Behav Genet. 2011 Sep;41(5):724-33. doi: 10.1007/s10519-011-9467-0. Epub 2011 Apr 12.
N-formylpeptide receptor 1 (FPR1) is a G protein-coupled receptor that mediates pro-inflammatory chemotactic responses by phagocytic leukocytes to N-formylpeptides produced by bacteria or mitochondria. Mice lacking Fpr1 (Fpr1 (-/-) mice) have increased susceptibility to challenge with certain bacteria. FPR1 is also a receptor for annexin-1, which mediates the anti-inflammatory effects of glucocorticoids as well as negative feedback by glucocorticoids of the hypothalamic-pituitary-adrenocortical axis. However, homeostatic functions of FPR1 in the neuroendocrine system have not previously been defined. Here we show that in systematic behavioral testing Fpr1 (-/-) mice exhibited increased exploratory activity, reduced anxiety-like behavior, and impaired fear memory, but normal spatial memory and learning capacity. Consistent with this, the homeostatic serum level of corticosterone in Fpr1 (-/-) mice was significantly lower compared with wild-type mice. The data implicate Fpr1 in modulation of anxiety-like behavior and fear memory by regulating glucocorticoid production.

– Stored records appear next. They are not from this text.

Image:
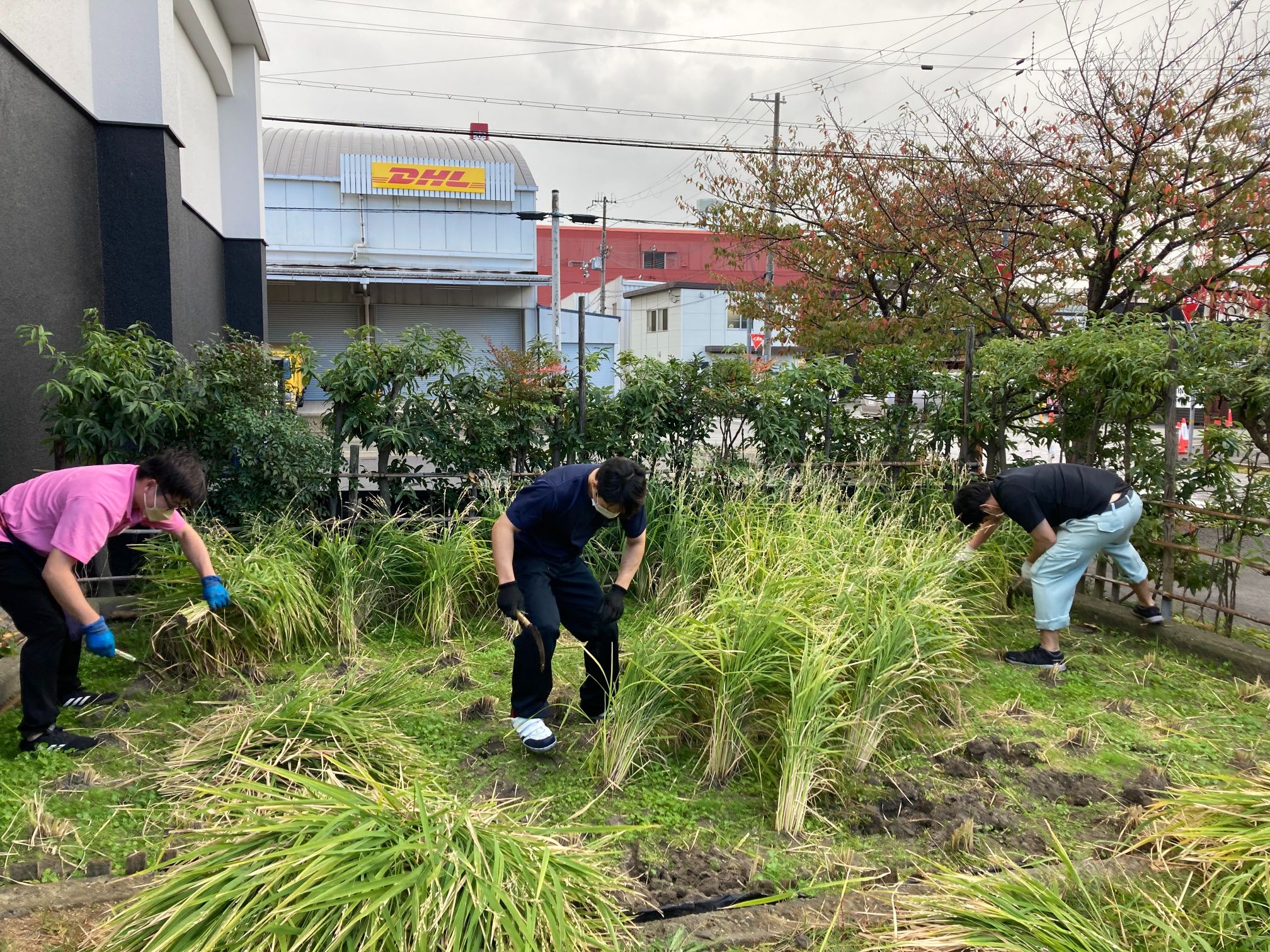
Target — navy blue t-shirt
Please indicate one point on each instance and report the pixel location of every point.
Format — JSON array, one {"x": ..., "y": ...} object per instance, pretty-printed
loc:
[{"x": 556, "y": 517}]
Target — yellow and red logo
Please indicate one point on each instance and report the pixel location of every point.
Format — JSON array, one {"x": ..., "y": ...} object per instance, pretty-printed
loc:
[{"x": 428, "y": 178}]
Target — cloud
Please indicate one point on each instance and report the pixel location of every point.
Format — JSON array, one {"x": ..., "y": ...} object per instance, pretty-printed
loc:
[{"x": 649, "y": 77}]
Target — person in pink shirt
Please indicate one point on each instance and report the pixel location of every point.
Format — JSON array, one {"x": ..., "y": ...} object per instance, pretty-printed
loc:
[{"x": 61, "y": 519}]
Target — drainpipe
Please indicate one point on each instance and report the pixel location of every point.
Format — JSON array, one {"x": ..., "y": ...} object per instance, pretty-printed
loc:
[{"x": 361, "y": 221}]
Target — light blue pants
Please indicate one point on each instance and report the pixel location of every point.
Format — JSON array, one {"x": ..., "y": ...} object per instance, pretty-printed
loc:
[{"x": 1058, "y": 572}]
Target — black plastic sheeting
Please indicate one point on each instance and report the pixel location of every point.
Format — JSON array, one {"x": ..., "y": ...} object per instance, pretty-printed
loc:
[{"x": 704, "y": 905}]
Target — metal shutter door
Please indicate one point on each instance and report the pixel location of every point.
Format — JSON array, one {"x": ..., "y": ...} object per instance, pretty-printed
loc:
[
  {"x": 502, "y": 326},
  {"x": 324, "y": 324}
]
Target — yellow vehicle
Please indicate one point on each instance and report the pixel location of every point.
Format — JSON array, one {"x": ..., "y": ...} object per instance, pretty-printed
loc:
[{"x": 294, "y": 367}]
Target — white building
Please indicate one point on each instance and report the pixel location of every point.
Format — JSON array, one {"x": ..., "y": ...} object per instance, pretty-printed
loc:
[
  {"x": 684, "y": 319},
  {"x": 602, "y": 339},
  {"x": 130, "y": 167},
  {"x": 395, "y": 230}
]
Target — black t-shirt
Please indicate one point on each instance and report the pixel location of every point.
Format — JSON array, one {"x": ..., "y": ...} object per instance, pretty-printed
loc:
[
  {"x": 557, "y": 518},
  {"x": 1055, "y": 493}
]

N-甲酰肽受体 1(FPR1)是一种 G 蛋白偶联受体,可介导吞噬白细胞对细菌或线粒体产生的 N-甲酰肽的促炎趋化反应。缺乏 Fpr1 的小鼠(Fpr1(-/-)小鼠)对某些细菌的易感性增加。FPR1 也是 annexin-1 的受体,它介导了糖皮质激素的抗炎作用,以及糖皮质激素对下丘脑-垂体-肾上腺皮质轴的负反馈作用。然而,FPR1 在神经内分泌系统中的稳态功能以前尚未确定。在这里,我们表明,在系统行为测试中,Fpr1(-/-)小鼠表现出增加的探索活动、减少的焦虑样行为和受损的恐惧记忆,但空间记忆和学习能力正常。与此一致的是,与野生型小鼠相比,Fpr1(-/-)小鼠的稳态血清皮质酮水平显著降低。这些数据表明,Fpr1 通过调节糖皮质激素的产生来调节焦虑样行为和恐惧记忆。